The Gatlinburg-area tourist industry in Tennessee was denied many J-1 workers, so it “responded by developing a hospitality internship program that seeks to bring more U.S. college-age workers to the area,” according to a September 6 report in the Wall Street Journal.
“We’ve tried to get creative,” director of the Sevier County Economic Development Council, Allen Newton said.
Meanwhile, the horseracing industry in Kentucky is now training Americans because Trump blocked the inflow of H-2B visa workers, the Associated Press reported.
Immigration attorney Elizabeth Conley Buckley said due to the season being nearly up, the U.S. Department of State issued new guidance allowing additional foreign workers to enter the U.S. will not make much difference.
“This exemption to the executive order is not going to help them because they never got [H-2B] visas,” she said.
“So they have been dealing with any kind of staff they can put together from college students to day workers, whatever they can find.”
The project manager at the Kentucky Chamber of Commerce, Laurie Mays, said she was optimistic about bringing more American workers to the industry.
The Colorado ski industry is now hiring Americans because it was denied H-2B and J-1 workers.
The Colorado Sun reported:
“Trying to fill positions without an international pool of applicants is a little concerning, but we think we can replace them domestically,” said Jim Laing, the head of human resources for Aspen Skiing Co., which typically hires about 400 J-1 exchange visa workers every season.
“Our applications from college kids are up pretty significantly over prior years. We are targeting college-age applicants, but they seem to be targeting us as well. That’s a bright light in this mess.”
“We have already ramped up winter season recruiting efforts and have been pleased with the results so far,” said Vail Resorts spokesman Ryan Huff.

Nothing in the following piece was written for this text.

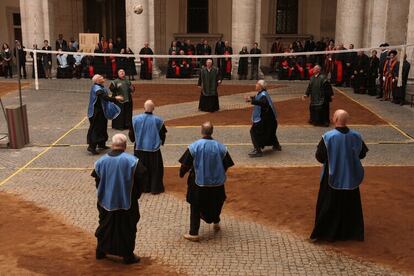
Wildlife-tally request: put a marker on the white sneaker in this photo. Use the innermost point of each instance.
(193, 238)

“We have found interest among students who have more flexibility now due to online learning or deferring college attendance for a year. And our employees from prior seasons are also showing enthusiasm to return.”
Prior to Trump's order, staffing firms were hired by managers for disposable foreign labor, via the H-2B and J-1 labor pipelines.
Trump's curbs are very popular, according to polls.
Companies are now buying technology allowing skilled Americans to get more work done each day, throwing out the reliance on foreign workers.
“Cheap labor policies are the Luddite policies of our era, and they are delaying the adoption of modern robots and technology,” Jessica Vaughan, policy director at the Center for Immigration Studies, told Breitbart News in July.
The technology will help Americans get higher wages, she added.
After Trump reduced the inflow of refugees in 2017, meatpacking firms began hiring U.S. technology experts to automate vital meatpacking plants.
The Wall Street Journal reported:
At Pilgrim’s Pride Corp., PPC -1.88%, the second-biggest U.S. chicken processor and majority-owned by JBS, deboning machines now trail humans by only 1% to 1.5%, in terms of meat yield per chicken.
“They are much closer to what the person can do than seven years ago,” [said Andre Nogueira, chief executive of JBS USA, a unit of Brazilian meat company JBS SA]. Technology and automation are part of the $1 billion in capital expenditures JBS USA has planned for 2020. “One day, we will be there, but we are not there yet,” he said.